Hessisches Landessozialgericht stärkt Rechte von Sozialhilfeempfängern
Das Gericht entschied, dass Sozialhilfebescheide auch dann mit Wirkung für die Vergangenheit angefochten werden können, wenn die Widerspruchsfrist verstrichen und der Bescheid als unanfechtbar gilt.
Gemäß § 44 SGB X können Verwaltungsakte, auf deren Grundlage Sozialleistungen zu Unrecht nicht erbracht oder Beiträge zu Unrecht erhoben wurden, mit Wirkung für die Vergangenheit angefochten werden können, auch wenn der Verwaltungsakt unanfechtbar geworden ist.
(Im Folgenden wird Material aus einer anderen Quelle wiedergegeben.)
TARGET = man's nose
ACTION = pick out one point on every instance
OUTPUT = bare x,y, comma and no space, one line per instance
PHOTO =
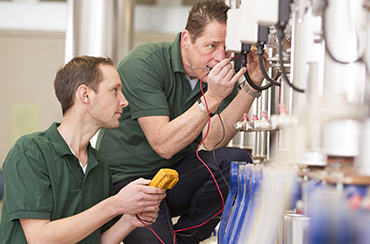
220,54
123,102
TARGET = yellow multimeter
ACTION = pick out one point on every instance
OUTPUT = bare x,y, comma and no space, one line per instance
165,178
Mit Ausnahme der Verwaltungsakte in Sozialhilfesachen galt diese Regelung für alle Sozialleistungsträger vom Jobcenter über die Kranken- bis hin zur Unfallkasse. Das Bundesverwaltungsgericht ging bisher davon aus, dass § 44 SGB X nicht auf die Sozialhilfe anzuwenden sei, da diese gemäß § 18 SGB XII erst dann einsetze, „sobald dem Träger der Sozialhilfe oder den von ihm beauftragten Stellen bekannt wird, dass die Voraussetzungen für die Leistung vorliegen“. Daraus ergebe sich nach Ansicht des Gerichtes grundsätzlich nur für die Gegenwart einen Anspruch auf Sozialhilfe, nicht aber für die Vergangenheit (BVerwG 13.11.2003).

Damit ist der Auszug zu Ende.